I slip beneath Gabe’s arm before he expects it and crawl the short distance to the server. The man is conscious, pale, gripping his upper arm.

“Look at me,” I tell him. “What’s your name?”

“M-Michael.”

“Michael, take your hand away for one second.”

The wound is through-and-through, lateral upper arm. Bleeding, but not arterial. I press a folded linen napkin against it and guide his hand back.

Gabe crouches beside us, furious in a way that makes his face calm.

“Ambulance is ninety seconds out.”

“Hold this.” I place his hand over Michael’s. “Firm pressure.”

He does it without argument.

Sirens rise from the next block. Felix returns, rain on his hair.

“Shooter’s gone. East service alley. Knew where the exterior cameras turn.”

Gabe looks at him. “Only staff had the plan.”

“And three security leads.”

Michael breathes too fast. I keep him looking at me while paramedics enter.

When they take over, I stand. My knees work. That feels like a useful luxury.

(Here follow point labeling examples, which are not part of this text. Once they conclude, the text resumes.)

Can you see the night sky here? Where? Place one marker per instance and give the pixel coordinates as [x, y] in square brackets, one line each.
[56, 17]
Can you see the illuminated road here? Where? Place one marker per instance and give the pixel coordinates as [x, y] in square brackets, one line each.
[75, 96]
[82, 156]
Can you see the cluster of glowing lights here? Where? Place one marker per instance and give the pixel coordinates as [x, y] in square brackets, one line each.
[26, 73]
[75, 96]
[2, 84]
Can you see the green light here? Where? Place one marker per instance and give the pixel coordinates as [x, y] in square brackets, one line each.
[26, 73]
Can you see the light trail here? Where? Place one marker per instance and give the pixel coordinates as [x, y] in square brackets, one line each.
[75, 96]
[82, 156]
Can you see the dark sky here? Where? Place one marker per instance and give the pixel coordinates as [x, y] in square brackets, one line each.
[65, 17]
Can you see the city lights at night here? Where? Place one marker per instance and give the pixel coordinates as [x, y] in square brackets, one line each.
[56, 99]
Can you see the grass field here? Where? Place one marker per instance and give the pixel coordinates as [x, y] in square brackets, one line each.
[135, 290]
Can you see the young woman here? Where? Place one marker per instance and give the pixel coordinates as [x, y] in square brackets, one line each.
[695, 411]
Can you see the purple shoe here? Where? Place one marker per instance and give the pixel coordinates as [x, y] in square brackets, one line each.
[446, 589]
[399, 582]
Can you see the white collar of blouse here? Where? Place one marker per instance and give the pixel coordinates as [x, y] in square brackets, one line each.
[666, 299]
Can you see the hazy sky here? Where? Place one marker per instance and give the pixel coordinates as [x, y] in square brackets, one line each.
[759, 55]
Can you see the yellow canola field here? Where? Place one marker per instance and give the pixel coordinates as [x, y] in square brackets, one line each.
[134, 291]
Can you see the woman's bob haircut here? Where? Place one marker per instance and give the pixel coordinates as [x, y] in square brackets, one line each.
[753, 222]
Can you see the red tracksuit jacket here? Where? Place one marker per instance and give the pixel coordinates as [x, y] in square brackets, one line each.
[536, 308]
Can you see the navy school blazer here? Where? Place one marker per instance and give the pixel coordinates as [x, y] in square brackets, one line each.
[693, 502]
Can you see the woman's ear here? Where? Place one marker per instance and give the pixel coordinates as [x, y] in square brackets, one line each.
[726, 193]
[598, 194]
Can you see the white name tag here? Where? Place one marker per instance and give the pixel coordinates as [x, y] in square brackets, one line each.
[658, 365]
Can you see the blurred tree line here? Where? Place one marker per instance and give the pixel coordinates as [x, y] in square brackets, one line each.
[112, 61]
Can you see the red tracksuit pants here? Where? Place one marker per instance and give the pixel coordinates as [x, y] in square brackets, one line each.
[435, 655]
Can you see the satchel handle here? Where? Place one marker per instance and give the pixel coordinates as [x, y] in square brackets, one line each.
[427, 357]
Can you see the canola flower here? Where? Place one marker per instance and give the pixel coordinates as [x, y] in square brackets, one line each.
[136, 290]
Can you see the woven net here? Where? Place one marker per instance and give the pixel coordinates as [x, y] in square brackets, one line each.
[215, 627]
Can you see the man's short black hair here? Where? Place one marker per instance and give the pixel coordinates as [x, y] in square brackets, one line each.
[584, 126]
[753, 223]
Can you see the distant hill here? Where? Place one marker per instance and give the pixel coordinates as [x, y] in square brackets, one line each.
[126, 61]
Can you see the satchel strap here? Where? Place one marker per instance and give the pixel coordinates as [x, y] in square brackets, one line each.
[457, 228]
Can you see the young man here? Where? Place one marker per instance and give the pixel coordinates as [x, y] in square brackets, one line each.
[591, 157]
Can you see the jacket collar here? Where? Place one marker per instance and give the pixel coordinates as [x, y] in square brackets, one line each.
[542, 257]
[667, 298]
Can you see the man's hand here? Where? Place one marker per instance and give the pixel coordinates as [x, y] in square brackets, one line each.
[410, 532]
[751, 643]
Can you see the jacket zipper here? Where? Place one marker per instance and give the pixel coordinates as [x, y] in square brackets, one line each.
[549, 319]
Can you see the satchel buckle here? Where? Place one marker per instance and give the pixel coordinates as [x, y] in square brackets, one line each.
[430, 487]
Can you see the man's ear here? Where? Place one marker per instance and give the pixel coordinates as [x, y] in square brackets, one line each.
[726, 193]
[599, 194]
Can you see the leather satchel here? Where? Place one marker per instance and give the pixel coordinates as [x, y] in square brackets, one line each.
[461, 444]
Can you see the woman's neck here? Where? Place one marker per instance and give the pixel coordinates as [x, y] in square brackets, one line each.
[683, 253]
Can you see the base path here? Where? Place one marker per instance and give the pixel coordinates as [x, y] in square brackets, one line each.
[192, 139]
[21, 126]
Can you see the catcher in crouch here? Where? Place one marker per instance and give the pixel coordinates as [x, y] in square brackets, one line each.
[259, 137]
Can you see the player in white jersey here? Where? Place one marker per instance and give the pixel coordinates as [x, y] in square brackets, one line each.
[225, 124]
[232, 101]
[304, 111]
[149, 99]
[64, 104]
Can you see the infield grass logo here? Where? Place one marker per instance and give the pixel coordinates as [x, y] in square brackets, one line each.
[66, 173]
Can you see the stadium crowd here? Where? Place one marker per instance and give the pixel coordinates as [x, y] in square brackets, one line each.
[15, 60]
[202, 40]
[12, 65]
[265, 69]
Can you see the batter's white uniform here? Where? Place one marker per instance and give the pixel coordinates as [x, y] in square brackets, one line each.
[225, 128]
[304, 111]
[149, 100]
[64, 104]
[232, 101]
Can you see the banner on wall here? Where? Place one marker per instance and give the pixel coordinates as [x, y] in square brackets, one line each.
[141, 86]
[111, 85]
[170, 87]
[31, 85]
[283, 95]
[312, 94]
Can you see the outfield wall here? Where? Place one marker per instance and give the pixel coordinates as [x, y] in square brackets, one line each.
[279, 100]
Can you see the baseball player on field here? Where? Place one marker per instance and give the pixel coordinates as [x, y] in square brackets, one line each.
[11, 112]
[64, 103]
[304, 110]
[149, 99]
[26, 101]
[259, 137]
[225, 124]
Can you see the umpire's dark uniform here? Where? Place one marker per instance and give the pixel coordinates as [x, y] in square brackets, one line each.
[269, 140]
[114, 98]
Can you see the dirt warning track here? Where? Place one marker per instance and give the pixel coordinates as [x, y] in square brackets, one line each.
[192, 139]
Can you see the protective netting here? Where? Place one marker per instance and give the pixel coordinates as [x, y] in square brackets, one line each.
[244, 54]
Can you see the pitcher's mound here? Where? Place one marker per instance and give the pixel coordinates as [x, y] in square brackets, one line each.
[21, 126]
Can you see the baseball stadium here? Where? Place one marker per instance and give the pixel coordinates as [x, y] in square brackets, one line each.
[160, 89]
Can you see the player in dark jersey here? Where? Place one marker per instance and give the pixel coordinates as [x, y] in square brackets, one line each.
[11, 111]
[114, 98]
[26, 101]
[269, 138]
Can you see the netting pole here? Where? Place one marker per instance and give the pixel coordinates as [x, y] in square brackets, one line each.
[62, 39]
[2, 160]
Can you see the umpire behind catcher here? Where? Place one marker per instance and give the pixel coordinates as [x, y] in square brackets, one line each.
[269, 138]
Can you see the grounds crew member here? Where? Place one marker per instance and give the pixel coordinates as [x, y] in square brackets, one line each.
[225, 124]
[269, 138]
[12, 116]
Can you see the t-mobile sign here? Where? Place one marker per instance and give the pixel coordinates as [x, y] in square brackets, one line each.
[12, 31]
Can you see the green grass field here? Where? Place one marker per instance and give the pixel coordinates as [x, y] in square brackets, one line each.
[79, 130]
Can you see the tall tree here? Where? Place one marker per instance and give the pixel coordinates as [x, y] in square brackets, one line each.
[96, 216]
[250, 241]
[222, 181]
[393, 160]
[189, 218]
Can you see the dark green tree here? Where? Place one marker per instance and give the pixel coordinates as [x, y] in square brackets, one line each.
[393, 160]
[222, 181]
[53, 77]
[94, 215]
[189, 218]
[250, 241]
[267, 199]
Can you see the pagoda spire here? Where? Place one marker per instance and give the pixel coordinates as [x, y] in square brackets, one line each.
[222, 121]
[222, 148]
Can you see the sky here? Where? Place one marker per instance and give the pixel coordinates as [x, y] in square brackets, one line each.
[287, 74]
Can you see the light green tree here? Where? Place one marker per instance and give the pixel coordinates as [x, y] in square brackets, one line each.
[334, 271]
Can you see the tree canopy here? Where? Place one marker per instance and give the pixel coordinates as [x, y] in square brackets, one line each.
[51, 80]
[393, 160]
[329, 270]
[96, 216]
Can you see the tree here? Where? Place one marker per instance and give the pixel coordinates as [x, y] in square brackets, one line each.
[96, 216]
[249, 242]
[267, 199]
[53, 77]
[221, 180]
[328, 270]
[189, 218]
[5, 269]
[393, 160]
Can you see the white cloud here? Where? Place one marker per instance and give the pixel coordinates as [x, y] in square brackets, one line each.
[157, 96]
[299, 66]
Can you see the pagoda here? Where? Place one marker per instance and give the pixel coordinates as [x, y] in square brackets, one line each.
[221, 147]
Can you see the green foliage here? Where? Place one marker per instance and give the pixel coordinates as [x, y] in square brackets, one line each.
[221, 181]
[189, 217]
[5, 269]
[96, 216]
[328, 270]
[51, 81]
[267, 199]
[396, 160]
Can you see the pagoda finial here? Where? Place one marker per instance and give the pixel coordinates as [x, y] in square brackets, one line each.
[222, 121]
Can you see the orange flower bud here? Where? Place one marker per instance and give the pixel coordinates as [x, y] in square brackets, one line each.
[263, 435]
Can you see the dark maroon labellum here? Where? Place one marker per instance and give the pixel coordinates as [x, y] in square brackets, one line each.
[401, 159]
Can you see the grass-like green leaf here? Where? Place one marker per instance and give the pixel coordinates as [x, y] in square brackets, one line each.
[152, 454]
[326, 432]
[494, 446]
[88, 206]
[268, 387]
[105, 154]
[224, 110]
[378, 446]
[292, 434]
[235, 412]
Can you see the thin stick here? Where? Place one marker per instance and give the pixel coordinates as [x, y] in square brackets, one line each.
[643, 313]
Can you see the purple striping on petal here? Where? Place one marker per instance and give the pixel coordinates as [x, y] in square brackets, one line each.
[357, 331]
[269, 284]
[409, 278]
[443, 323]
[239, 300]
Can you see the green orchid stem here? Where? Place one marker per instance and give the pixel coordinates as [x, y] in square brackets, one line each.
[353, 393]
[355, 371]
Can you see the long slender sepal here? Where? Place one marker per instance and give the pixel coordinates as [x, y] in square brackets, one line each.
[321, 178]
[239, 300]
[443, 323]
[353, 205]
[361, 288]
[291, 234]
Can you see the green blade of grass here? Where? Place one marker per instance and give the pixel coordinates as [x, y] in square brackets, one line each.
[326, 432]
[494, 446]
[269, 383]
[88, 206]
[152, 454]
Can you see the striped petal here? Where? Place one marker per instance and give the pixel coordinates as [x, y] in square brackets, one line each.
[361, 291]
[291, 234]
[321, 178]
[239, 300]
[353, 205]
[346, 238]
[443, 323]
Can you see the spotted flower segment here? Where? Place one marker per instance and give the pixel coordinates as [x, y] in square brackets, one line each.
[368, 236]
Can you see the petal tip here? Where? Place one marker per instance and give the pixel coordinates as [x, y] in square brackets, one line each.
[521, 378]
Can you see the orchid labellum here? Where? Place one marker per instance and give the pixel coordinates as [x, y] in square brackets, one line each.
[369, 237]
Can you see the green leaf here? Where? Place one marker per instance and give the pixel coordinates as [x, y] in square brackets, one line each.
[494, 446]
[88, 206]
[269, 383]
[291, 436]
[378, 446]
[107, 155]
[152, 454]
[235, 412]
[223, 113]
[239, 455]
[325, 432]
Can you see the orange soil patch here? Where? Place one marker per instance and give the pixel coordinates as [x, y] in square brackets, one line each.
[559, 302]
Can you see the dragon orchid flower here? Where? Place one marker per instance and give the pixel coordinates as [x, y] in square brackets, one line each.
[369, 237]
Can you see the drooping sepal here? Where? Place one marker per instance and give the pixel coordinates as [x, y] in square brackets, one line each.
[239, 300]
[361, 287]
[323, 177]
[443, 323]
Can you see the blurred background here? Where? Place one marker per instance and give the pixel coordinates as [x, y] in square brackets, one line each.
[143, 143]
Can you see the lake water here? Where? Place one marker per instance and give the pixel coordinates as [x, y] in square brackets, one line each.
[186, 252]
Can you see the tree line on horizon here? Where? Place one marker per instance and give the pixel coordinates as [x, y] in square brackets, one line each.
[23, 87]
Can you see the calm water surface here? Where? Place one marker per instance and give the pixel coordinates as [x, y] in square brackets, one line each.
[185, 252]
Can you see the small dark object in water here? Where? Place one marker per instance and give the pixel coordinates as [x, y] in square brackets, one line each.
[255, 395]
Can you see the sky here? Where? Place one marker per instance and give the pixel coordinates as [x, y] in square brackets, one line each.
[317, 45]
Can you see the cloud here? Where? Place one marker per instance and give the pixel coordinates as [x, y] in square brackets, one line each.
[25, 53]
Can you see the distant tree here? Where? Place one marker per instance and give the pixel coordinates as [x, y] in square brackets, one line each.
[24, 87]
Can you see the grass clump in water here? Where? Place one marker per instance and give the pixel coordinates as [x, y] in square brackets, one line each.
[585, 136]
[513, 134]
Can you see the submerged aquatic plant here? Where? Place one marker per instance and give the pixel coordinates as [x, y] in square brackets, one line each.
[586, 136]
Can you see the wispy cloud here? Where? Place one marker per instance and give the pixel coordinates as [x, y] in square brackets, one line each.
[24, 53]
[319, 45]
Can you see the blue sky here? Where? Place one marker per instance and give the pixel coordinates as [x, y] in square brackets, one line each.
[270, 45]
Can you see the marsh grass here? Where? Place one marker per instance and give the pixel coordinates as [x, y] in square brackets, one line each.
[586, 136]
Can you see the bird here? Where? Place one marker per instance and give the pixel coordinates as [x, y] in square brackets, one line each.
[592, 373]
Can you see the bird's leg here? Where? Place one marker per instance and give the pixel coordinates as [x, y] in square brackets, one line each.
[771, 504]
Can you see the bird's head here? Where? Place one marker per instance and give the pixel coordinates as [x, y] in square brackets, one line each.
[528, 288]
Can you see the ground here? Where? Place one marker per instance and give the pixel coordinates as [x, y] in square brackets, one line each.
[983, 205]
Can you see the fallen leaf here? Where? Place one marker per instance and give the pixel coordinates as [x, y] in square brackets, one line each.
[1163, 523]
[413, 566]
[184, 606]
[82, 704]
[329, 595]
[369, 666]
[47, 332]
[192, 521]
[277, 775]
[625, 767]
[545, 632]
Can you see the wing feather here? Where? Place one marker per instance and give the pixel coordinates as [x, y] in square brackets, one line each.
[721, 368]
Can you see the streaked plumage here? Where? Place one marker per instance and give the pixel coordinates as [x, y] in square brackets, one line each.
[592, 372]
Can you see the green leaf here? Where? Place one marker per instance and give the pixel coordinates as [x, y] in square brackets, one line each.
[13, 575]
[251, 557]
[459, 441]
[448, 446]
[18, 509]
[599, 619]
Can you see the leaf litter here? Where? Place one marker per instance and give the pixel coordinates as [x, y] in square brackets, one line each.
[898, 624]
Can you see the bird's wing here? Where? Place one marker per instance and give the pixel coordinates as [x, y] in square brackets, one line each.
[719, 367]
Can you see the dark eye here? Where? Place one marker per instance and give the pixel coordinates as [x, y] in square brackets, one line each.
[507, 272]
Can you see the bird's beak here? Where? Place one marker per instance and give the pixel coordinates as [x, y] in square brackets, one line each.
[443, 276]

Gabe’s hand closes around mine.

Not my wrist. My hand.

“We’re leaving.”

“Michael—”

“Will keep his arm.”

“You don’t know that.”

“The medic told me.”

I glance at the paramedic, who nods.

Gabe leads me toward the armored sedan waiting at the curb. He opens the rear door and checks the interior before I enter.

“Someone knew your route,” I say.

“Yes.”

“Someone knew the camera gap.”

“Yes.”

“And somebody cut my brakes inside a secured garage.”

“Mina.”

“Your house leaks.”

His gaze moves over my face as if checking again for blood.

“Then we find the leak,” he says.

“From my house.”

The sedan does not drive directly to the funeral home. Felix reroutes us through the county hospital garage while another car continues east.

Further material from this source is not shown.